The man-made inferno at Godhra, the Gujarat carnage and the human lynching at Dulina send shivers down my spine. Widows of 1984 crying for justice even after 18 years of trial bend my head in shame. Saffron's effort to spread to the domain of the other colours in the Tricolour is horrifying.

The agony of the situation is that still the majority is silent. The citizens easily forget the past and pray for a bright future. People have failed to blow the conch against the fraud repeatedly committed on them. The intelligentsia has to shed the cozy cocoons to lead the masses. We have miles to go before we rejoice! Some may call it pessimism but I name it realism.

Dr KULDIP SINGH, Citizens’ Awareness Council, Hoshiarpur

Bus delays

Punjab policemen enjoy a number of benefits and one of these is free travel in Punjab Roadways buses. When in a 52-seater bus there are 10 to 12 free-pass holders, including five to six cops, the PRTC is bound to be in a bad financial health, as it is today. In order to cut down the losses, the PRTC is tactfully disallowing free pass-holders in KM scheme buses and instructions to this effect are written on buses.

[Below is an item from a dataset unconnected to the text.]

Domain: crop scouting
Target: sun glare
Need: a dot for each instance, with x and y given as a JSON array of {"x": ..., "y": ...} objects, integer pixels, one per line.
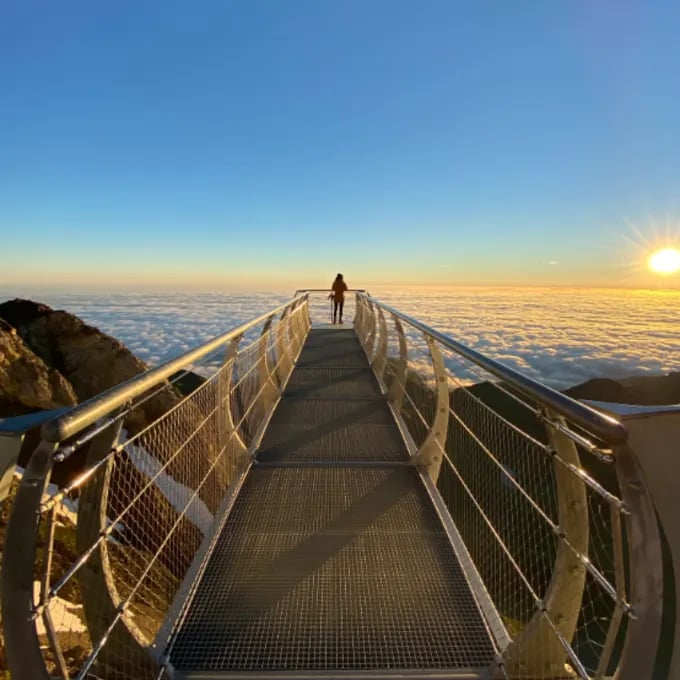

But cops invariably board these buses. When the conductor insists on a ticket there is a tiff and quite often the bus is stopped. In such a situation the sufferers are the ticket-holders as such stoppages result in delays.


Right to education

THE right to education will remain a futile exercise unless our primary education system is restructured to suit to Indian needs. The present system, borrowed from the British, aims at testing a child for his/her general knowledge rather than the special skills he/she may possess. It is amazing that a child living in a remote village is made to cram the names of the Presidents of different countries or the history/geography of the country. Our education system will have to be made flexible and Indianised to enthuse the rural masses.

Our children are tested for what they do not know, rather than what they know. What primary education needs is training a child for reading and writing a language, simple arithmetic and special skills which he possesses, rather than making him cram the things which he will automatically learn with time.

We may find the so-called illiterate children who are excellent in music, fine arts, agriculture, sports, craftsmanship, stitching etc. To my mind, a self-sustaining illiterate mechanic is more knowledgeable and educated than a post-graduate who is fit for a clerical job, that too at the mercy of an employer. What we need to concentrate on is to provide education to children at the primary level akin to their skills and needs.